10. The laminated body according to claim 1, wherein the rubber composition for vulcanization further comprises at least one vulcanizing agent (a6) selected from the group consisting of thiourea vulcanizing agents, quinoxaline vulcanizing agents, sulfur-contained vulcanizing agents, peroxide vulcanizing agents, and bisphenol vulcanizing agents.

11. The laminated body according to claim 1, wherein the epichlorohydrin rubber (a1) is a polymer having a polymerization unit based on epichlorohydrin, and a polymerization unit based on ethylene oxide.

12. The laminated body according to claim 1, wherein the epichlorohydrin rubber (a1) is a polymer having a polymerization unit based on epichlorohydrin, a polymerization unit based on ethylene oxide, and a polymerization unit based on allyl glycidyl ether.

13. The laminated body according to claim 1, wherein the fluorine-contained polymer (b1) is chlorotrifluoroethylene/tetrafluoroethylene/perfluoro(alkyl vinyl ether) copolymer.

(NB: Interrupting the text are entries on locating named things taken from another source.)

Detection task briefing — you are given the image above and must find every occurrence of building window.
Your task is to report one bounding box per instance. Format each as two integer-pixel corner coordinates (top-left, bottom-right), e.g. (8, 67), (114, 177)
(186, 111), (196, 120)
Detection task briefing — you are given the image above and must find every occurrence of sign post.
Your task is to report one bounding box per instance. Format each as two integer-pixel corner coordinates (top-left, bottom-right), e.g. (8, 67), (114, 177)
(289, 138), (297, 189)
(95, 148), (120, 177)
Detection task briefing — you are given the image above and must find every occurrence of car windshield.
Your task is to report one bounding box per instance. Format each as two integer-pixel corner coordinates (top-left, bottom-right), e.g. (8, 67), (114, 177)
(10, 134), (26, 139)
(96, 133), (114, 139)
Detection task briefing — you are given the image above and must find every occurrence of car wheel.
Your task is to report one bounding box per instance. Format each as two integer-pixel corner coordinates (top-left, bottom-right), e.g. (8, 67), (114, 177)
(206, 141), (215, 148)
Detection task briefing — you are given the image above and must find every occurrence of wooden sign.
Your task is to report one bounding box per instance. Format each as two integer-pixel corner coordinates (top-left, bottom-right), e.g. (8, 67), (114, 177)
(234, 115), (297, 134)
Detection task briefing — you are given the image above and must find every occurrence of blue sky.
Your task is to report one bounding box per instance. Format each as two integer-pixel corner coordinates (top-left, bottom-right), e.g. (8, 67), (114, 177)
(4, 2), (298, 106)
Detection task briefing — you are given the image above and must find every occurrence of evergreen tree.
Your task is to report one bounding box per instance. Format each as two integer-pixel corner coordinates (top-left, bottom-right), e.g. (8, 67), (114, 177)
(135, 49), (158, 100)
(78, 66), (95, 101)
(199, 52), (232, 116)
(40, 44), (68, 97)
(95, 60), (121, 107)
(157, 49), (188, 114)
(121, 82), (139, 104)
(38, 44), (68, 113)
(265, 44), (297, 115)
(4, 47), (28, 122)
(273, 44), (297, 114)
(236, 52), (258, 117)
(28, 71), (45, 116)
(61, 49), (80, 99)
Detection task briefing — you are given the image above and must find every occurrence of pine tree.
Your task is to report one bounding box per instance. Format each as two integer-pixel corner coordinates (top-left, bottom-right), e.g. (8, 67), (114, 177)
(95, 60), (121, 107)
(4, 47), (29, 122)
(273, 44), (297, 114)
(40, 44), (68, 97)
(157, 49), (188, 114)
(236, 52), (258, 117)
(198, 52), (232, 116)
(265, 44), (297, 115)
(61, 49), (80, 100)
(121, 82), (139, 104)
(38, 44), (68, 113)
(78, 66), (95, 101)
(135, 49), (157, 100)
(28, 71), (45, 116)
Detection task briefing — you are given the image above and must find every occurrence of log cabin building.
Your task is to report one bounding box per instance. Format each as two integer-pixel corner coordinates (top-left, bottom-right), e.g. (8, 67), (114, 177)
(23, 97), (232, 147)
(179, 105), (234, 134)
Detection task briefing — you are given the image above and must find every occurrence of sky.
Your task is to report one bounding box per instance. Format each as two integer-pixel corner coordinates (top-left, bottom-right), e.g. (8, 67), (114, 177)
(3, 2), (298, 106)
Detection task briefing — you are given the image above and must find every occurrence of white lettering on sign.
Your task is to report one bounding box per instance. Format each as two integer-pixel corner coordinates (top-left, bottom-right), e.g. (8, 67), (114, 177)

14. The laminated body according to claim 1, wherein the rubber layer (A) and another rubber layer (A) equivalent to the former rubber layer (A) are laminated at both sides of the fluororesin layer (B), respectively.

15. The laminated body according to claim 1, wherein the rubber layer (A) is laminated at one of both sides of the fluororesin layer (B), and a polymer layer (C) other than the rubber layer (A) and the fluororesin layer (B) is laminated at the other side.

16. The laminated body according to claim 15, wherein the polymer layer (C) comprises an acrylonitrile/butadiene rubber, or a hydrogenated product thereof.

17. The laminated body according to claim 1, wherein the rubber layer (A), and another rubber layer (A) equivalent to the former rubber layer (A) are laminated at both sides of the fluororesin layer (B), respectively, and further the polymer layer (C) and/or another polymer layer (C) equivalent to the former polymer layer (C) is/are laminated at both sides, respectively, or a single side thereof.

18. The laminated body according to claim 1, wherein the fluororesin layer (B) and a fluororesin layer (B) equivalent to the former fluororesin layer (B) are laminated at both sides of the rubber layer (A), respectively.

19. A laminated body obtained by subjecting the laminated body recited in claim 1 to vulcanizing treatment, wherein a rubber layer (A1) obtained by vulcanizing the rubber layer (A), and the fluororesin layer (B) are vulcanized and bonded to each other.

20. The laminated body according to claim 1, which is a tube or a hose.

21. The laminated body according to claim 1, which is a fuel piping tube or hose for an automobile.